Nurt drugi to analizowanie rewolucji i terroryzmu, na wiele lat przed bulwersującymi aktami agresji z przełomu XX i XXI wieku. Powieści „Ikar” i „Wyspa” opowiadają o Antonim Berezowskim i jego nieudanym zamachu na cara Aleksandra II. Szczepański omawia motywy i skutki aktu terroru, biorąc za przykład historię życia i osobowość człowieka, który zapłacił za zamach dożywotnimi galerami, torturami psychicznymi i fizycznymi, aż wreszcie chorobą umysłową. Jakkolwiek sympatia narratora jest po stronie Berezowskiego, jednakże czyny jego nie są uznane za nieposzlakowane, natomiast zachowanie w niewoli ocenia się jako szlachetne, a nawet godne podziwu. ”Berezowski mimo wszystkich utrapień nie daje się pokonać złu, nie chce poprawić swego rozpaczliwego losu kosztem współwięźniów”… (KD)
Kolejny ważny motyw twórczości Szczepańskiego to poszukiwanie prawd najważniejszych i wyżej wspomnianego „trybunału”, którym może to być sąd ostateczny, odpowiedzialność przed Bogiem, albo tylko przed ludźmi. W tomie „Przed nieznanym trybunałem” pojawia się m.in. utwór pt. „Święty” o Maksymilianie Kolbem, który za ofiarę z własnego życia złożoną w Oświęcimiu został kanonizowany, a także „Piąty anioł” o Charlesie Mansonie, który wraz ze swoją sektą dokonał mordu na czterech osobach w Kalifornii w roku 1969. Krzysztof Dybciak powiedział, iż Kolbe i Manson …”zajmują miejsca biegunowe w polu współczesnych poszukiwań metafizycznych”. Św.

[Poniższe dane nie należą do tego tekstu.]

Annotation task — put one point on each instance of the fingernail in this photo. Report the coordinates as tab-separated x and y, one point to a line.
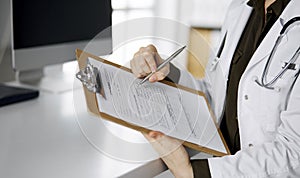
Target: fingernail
153	69
153	78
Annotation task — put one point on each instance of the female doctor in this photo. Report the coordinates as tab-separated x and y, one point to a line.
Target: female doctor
255	93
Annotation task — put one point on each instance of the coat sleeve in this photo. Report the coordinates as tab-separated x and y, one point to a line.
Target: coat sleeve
277	159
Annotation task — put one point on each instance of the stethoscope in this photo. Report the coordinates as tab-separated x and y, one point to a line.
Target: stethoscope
269	85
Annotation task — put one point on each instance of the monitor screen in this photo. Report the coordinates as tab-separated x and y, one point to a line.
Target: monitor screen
46	32
48	22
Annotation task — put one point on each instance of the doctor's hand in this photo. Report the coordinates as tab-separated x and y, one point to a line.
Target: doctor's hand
172	153
146	61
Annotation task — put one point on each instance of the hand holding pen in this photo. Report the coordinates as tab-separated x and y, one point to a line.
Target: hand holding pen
144	64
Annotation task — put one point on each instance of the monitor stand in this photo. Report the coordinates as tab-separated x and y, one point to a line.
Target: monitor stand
54	79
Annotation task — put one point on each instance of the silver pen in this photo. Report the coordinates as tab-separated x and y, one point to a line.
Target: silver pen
168	60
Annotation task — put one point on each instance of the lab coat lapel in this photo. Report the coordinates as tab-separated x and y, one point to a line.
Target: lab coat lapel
235	30
268	42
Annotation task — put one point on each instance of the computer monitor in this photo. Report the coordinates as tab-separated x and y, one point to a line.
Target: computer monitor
45	32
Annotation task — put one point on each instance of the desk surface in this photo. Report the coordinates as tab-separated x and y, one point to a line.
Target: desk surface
45	137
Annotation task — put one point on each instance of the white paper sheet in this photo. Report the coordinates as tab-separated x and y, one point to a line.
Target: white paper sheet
157	106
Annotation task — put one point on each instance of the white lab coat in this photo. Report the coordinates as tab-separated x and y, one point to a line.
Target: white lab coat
269	120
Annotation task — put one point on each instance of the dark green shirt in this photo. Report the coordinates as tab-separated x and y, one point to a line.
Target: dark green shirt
256	29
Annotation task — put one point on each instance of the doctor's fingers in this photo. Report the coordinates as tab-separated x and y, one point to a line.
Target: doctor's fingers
143	63
161	74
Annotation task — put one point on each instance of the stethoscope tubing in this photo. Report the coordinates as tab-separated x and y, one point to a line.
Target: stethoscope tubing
269	84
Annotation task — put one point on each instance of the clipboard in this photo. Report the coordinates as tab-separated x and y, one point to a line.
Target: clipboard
93	107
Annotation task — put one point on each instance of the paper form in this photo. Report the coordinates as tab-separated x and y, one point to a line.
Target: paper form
157	106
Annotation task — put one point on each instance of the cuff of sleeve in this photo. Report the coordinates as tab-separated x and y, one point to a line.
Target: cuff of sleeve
174	74
200	168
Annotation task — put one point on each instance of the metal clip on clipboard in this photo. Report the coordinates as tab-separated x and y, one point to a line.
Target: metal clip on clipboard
90	78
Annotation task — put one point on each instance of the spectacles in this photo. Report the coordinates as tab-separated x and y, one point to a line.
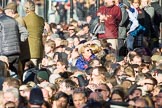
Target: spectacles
88	50
99	90
149	83
158	96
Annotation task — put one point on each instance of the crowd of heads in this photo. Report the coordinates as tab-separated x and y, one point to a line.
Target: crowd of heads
81	71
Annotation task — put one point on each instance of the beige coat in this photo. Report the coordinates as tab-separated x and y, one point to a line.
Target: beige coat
35	27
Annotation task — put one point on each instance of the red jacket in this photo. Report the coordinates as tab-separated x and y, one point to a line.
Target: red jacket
114	16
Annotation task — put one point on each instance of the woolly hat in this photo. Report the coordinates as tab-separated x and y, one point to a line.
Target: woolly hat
36	96
43	75
11	6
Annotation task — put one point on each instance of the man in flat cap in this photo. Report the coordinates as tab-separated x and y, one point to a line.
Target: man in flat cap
35	26
9	40
11	10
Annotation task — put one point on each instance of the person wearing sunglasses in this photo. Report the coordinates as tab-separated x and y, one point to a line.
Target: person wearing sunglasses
104	90
141	103
85	57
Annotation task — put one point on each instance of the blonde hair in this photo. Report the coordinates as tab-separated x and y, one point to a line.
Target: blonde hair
95	48
29	6
82	48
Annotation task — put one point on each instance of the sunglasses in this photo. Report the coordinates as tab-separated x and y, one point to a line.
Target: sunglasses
149	83
99	90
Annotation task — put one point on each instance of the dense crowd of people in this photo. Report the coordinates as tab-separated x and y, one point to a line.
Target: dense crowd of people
105	58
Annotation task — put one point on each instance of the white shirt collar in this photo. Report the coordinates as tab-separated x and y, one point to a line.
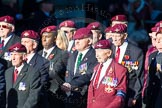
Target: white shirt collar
104	69
30	57
123	48
7	39
83	54
19	68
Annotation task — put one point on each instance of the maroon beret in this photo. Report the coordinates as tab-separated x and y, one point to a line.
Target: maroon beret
7	19
67	23
103	44
155	29
119	18
18	47
94	26
82	33
159	30
108	30
119	28
49	29
30	34
158	24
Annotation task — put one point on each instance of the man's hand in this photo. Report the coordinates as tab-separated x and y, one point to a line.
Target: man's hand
66	87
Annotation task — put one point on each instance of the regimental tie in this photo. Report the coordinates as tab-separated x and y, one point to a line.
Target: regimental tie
117	55
98	75
15	75
79	60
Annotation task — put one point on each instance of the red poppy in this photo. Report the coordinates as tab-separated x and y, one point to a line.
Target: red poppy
126	57
51	56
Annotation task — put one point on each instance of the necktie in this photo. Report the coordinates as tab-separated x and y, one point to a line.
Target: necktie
79	60
44	54
15	75
98	75
117	55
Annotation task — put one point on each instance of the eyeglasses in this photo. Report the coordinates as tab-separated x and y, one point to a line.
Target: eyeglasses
5	26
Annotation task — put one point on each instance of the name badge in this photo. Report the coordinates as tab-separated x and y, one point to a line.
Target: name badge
110	81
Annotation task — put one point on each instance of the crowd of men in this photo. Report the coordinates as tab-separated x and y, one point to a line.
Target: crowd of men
95	71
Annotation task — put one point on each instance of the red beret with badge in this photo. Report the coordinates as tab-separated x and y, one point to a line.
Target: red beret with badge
108	30
67	23
158	24
49	29
155	29
7	19
103	44
82	33
30	34
94	26
119	28
119	18
18	47
159	30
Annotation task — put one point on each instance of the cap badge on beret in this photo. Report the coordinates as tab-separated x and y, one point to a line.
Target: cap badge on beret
116	30
99	45
93	26
16	48
5	20
66	24
26	34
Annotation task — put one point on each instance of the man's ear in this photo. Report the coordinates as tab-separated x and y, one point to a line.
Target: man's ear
12	28
35	44
24	56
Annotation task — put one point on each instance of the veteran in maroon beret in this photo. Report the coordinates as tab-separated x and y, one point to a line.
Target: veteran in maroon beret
69	27
108	32
152	97
131	57
58	62
152	48
79	69
96	29
122	19
108	82
119	19
7	38
30	39
23	86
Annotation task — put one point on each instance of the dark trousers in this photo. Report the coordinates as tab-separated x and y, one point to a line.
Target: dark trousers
56	100
76	100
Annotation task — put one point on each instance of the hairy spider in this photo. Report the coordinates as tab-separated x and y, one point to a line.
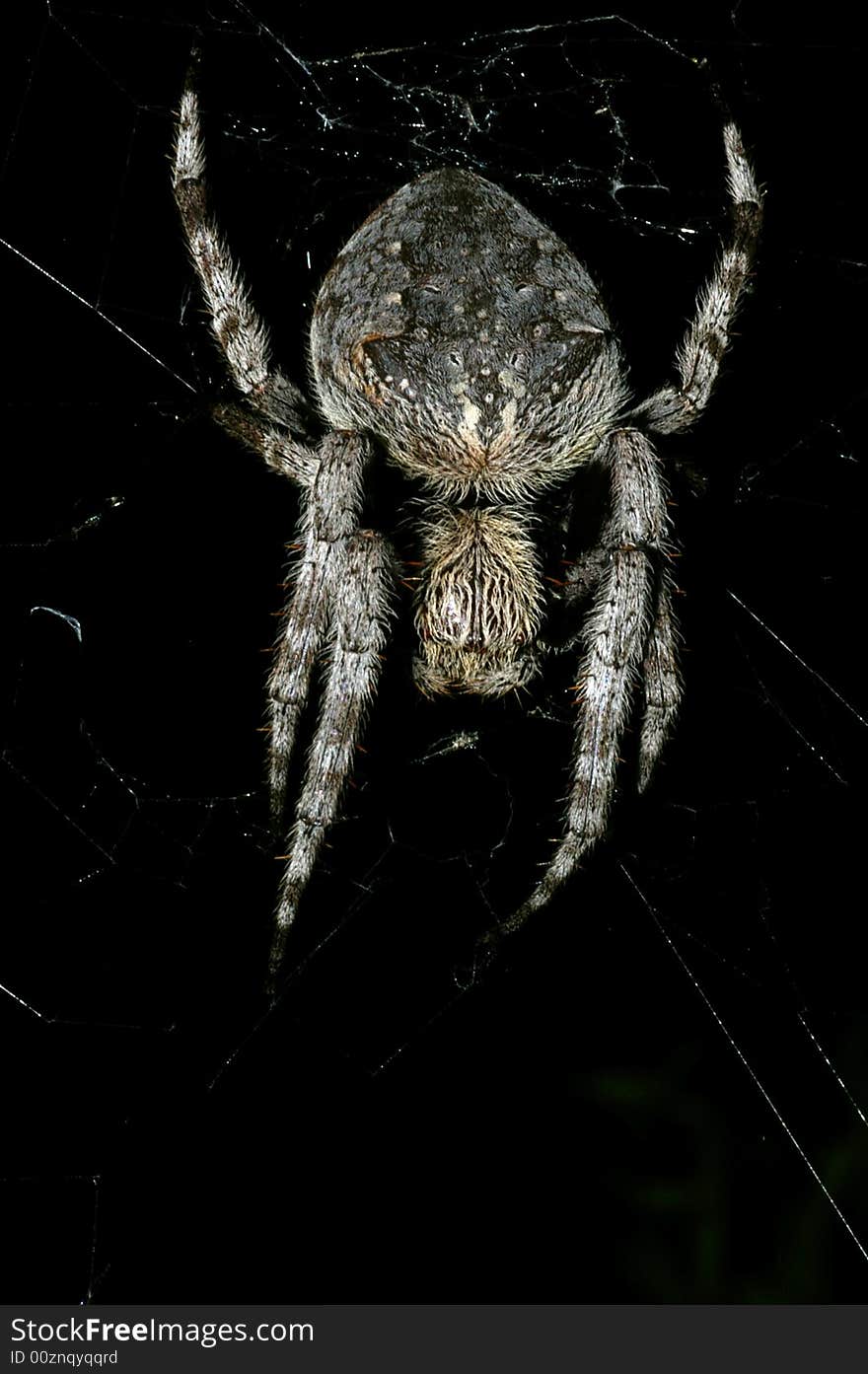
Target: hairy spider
462	335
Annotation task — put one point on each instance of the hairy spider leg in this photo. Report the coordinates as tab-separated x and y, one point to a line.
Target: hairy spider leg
329	517
706	341
662	684
235	324
615	636
361	615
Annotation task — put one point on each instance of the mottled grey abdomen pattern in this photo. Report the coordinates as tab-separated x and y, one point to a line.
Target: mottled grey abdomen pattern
466	335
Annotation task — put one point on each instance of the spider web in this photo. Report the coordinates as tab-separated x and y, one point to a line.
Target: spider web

Maksymilian bowiem był przekonany o istnieniu Boga i uniwersalnej prawdy, która jest podstawą braterstwa i wspólnoty, natomiast Manson stworzył parodię religii opartą o anarchię, satanizm, okultyzm i zbrodnię.
Jan Józef Szczepański dużo podróżował. Znał – poza całą Europą - Azję, Afrykę i Amerykę. Sześć książek, które pod wpływem wojaży napisał, nie ma jednak charakteru utworów podróżniczych: zawierają informacje o zmianach społecznych zachodzących w skali globalnej. Natomiast Szczepańskiemu, jako scenarzyście, wiele zawdzięcza filmoteka. Jest pisarz współtwórcą między innymi następujących obrazów: „Wolne miasto”, „Jadą goście jadą”..., „Westerplatte”, „Stajnia na Salwatorze”, „Da un paese lontano (Giovanni Paolo II)” i „Życie za życie. Maksymilian Kolbe”.
Wykład prof. Dybciaka zapoczątkował cykl wydarzeń dotyczących Jana Józefa Szczepańskiego, który był bratankiem Marii Szczepańskiej-Kuncewiczowej. W Domu Kuncewiczów istnieje Dział Historii Inteligencji Polskiej XIX i XX wieku. Szczepański, wybitny przedstawiciel tej grupy społecznej, znajduje się - zaraz po Marii i Jerzy Kuncewiczach – w centrum zainteresowań badawczych i popularyzatorskich kazimierskiego muzeum literackiego.